How is alimony calculated in Massachusetts?

Massachusetts had a huge change in the alimony law in April 2012. Up until that point, alimony was generally lifetime alimony. The payer spouse would have to pay alimony until their death.  Sometimes in an agreement, it would say that alimony would terminate upon retirement, but not always. Sometimes there was no end date. The new alimony law in Massachusetts sets time limits for how long alimony is payable. That is entirely dependent upon how long the parties have been married.

There is a breakdown for 0-5 years, 5-10 years, 10-15 years and 15-20 years. The court takes the number of months you have been married and start with a percentage of 55%.  It goes up from there.  Basically, that is the number of months you have to pay alimony for.

After 20 years of marriage, it can be an indefinite term in the state of Massachusetts.  The caveat to all of this is that the judge looks at the ability of the payer party to in fact pay the alimony and the needs of the recipient party. If the recipient party does not have a need for it, alimony might not get paid.  However, in a case where somebody has been the breadwinner throughout the marriage and where the other has a lesser earning capacity, generally, the new alimony law would apply. If you have been married longer, you are required to pay a certain percentage based on the number of months you have been married. So, it varies with the length of the marriage.

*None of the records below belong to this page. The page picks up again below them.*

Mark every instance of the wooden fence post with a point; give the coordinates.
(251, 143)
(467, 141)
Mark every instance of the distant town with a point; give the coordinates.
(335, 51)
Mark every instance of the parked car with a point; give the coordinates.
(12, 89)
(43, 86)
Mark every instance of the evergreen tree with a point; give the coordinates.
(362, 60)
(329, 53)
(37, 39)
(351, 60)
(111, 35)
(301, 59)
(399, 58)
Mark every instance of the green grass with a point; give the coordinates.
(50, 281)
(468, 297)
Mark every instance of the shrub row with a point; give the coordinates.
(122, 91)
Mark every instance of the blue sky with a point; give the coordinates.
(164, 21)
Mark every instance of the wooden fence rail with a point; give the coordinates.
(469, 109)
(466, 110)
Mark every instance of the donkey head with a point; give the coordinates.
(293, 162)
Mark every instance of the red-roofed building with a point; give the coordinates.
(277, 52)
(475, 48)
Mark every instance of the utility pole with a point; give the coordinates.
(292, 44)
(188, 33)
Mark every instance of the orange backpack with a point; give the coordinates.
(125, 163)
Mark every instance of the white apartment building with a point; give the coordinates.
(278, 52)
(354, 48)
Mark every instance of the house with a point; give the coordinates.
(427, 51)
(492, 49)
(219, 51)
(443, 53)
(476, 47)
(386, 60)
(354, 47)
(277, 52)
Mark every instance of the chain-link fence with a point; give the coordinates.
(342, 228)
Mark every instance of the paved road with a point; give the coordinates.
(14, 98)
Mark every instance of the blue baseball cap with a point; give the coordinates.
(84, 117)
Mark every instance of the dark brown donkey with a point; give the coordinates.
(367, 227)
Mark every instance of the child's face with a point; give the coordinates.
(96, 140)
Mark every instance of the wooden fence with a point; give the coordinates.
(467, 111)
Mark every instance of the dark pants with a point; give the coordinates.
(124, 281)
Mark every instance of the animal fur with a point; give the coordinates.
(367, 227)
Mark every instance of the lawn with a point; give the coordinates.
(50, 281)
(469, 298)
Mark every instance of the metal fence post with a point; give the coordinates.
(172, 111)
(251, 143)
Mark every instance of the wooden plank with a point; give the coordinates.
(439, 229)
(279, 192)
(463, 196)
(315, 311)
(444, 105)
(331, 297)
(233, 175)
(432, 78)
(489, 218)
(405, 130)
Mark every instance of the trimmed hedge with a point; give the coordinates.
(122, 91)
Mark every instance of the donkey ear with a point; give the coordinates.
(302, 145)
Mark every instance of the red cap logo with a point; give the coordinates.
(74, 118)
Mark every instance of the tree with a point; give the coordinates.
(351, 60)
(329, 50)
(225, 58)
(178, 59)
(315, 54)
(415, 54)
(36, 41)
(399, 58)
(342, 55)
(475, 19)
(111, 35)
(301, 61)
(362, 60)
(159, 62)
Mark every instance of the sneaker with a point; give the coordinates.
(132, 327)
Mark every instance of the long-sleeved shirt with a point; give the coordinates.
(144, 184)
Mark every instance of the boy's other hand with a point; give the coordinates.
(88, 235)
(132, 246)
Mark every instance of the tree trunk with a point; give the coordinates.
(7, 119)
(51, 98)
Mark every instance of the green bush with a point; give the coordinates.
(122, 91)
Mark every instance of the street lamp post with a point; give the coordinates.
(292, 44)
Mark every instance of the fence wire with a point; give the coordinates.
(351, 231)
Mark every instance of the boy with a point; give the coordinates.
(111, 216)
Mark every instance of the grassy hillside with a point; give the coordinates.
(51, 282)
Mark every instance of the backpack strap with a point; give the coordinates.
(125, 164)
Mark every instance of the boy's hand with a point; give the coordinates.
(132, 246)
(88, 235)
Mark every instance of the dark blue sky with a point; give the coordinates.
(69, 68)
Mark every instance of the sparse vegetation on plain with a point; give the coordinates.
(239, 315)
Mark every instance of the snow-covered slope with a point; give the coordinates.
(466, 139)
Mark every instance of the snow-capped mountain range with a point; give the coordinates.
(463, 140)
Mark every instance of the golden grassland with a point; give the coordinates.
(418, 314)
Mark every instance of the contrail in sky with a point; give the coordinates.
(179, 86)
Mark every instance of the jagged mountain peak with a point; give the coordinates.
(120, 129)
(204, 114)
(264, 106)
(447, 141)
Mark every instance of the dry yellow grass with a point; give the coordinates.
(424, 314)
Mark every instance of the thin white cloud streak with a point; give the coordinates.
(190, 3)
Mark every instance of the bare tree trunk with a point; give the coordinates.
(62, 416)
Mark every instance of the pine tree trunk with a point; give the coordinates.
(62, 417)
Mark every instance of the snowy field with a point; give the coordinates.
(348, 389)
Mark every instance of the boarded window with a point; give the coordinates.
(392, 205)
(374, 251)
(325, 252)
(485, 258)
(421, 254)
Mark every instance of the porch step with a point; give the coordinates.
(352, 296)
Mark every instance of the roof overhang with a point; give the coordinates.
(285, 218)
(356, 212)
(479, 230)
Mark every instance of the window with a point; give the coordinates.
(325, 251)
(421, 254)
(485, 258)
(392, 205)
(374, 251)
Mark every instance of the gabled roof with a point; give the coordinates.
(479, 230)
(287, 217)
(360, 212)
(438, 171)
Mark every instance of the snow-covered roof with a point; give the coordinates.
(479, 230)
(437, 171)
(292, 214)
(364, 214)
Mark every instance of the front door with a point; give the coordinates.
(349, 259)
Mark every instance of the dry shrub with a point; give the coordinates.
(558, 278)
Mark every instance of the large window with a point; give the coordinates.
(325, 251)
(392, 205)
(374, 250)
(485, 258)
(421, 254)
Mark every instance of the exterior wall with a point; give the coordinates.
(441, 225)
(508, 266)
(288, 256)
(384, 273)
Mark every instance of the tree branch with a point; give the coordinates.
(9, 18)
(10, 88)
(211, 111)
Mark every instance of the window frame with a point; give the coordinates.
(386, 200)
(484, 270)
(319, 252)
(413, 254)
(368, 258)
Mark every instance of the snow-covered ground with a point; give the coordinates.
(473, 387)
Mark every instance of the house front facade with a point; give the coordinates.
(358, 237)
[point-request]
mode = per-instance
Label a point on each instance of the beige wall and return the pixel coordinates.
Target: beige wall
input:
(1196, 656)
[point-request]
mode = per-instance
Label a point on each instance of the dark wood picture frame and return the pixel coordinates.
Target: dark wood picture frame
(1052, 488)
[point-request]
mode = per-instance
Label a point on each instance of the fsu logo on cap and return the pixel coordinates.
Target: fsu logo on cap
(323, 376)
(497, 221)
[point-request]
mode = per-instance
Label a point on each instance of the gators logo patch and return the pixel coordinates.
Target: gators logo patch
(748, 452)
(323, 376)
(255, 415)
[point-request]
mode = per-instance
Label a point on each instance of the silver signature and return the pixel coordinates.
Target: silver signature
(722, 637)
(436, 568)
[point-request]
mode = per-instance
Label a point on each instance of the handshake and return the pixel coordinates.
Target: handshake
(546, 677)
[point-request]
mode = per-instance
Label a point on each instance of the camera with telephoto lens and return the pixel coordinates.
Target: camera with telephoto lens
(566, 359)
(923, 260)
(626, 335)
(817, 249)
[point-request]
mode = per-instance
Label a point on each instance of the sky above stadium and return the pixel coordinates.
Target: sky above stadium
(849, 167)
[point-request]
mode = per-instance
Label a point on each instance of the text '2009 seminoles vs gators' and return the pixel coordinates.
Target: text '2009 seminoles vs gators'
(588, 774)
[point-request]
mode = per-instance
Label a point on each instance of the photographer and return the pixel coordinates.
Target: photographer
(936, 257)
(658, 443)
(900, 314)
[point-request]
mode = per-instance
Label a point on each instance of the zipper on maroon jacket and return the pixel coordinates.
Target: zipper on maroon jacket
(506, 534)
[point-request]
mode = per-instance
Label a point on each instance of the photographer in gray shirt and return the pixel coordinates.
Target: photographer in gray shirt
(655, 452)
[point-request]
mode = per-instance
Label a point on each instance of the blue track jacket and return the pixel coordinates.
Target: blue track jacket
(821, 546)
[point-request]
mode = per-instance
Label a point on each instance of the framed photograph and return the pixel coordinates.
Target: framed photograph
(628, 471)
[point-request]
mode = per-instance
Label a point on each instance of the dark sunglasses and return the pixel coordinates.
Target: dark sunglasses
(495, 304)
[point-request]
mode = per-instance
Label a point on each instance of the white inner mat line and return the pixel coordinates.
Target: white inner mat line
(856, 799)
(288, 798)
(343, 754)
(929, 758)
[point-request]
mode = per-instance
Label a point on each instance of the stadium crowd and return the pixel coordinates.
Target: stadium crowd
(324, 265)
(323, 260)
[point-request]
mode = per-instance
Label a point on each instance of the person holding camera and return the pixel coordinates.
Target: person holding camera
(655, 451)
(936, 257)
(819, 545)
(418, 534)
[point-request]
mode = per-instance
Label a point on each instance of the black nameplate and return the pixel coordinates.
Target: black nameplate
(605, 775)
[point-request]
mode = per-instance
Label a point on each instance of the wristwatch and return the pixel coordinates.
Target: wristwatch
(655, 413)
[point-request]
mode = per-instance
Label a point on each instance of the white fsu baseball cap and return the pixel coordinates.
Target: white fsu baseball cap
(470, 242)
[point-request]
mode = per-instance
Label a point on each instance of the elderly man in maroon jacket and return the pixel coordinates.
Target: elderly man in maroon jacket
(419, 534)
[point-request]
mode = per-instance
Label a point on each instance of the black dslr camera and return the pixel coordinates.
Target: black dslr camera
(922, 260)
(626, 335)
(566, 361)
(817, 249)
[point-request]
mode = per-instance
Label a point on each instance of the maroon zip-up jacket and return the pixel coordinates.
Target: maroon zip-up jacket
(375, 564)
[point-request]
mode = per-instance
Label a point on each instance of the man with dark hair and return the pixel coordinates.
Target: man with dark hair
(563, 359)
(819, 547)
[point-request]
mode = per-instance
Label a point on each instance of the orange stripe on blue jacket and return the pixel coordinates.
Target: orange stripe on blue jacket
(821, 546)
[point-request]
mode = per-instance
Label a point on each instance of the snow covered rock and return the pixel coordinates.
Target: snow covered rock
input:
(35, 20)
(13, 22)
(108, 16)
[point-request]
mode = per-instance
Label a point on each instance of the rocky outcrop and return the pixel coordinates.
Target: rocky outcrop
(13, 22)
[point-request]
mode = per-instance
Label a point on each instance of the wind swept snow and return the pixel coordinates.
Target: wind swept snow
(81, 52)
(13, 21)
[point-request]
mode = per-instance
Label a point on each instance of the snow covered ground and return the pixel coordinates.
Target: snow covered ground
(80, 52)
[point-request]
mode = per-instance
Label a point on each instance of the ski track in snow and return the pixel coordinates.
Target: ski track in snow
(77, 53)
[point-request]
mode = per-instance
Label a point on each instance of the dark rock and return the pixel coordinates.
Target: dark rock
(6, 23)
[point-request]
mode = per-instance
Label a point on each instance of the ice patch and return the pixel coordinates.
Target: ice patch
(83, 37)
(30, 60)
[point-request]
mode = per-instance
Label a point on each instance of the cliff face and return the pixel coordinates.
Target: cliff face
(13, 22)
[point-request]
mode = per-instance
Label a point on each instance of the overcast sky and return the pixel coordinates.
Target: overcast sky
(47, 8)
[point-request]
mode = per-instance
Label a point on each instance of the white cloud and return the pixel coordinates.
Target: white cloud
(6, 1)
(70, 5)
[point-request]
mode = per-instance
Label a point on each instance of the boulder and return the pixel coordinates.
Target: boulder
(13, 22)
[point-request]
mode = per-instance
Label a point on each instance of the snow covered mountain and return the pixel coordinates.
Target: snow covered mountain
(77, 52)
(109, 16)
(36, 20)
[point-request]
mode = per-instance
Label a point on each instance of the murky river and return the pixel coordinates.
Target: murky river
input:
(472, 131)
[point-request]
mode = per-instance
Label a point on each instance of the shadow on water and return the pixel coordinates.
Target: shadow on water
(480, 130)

The length of the marriage is computed from the date of the marriage to the date the divorce is served. For instance, we recently had a case in Mansfield where the couple were just on the cusp of reaching the 20-year mark.  We wanted to get them in the 15-20 year category, so we acted quickly to serve the divorce complaint.

The other thing to know with alimony is that everything in this area is general.  However, the way it is computed now is based on what is known as the ‘disparity of incomes’.

Whether people who had lifetime alimony agreements can modify their alimony depends on what they agreed to at the time of the divorce. In some agreements alimony is modifiable and in others it is not. If you have been paying a lifetime alimony agreement and want to modify it, will all depend if you have signed a surviving alimony clause. When you sign a surviving alimony clause, the clause is not modifiable.   You can’t modify them because both parties agreed that it would be non-modifiable. The right to modify will also depend on how long it’s been since your agreement was signed. The alimony law grandfathers these people in and does not give them the ability to come back to court if they have a merging alimony clause.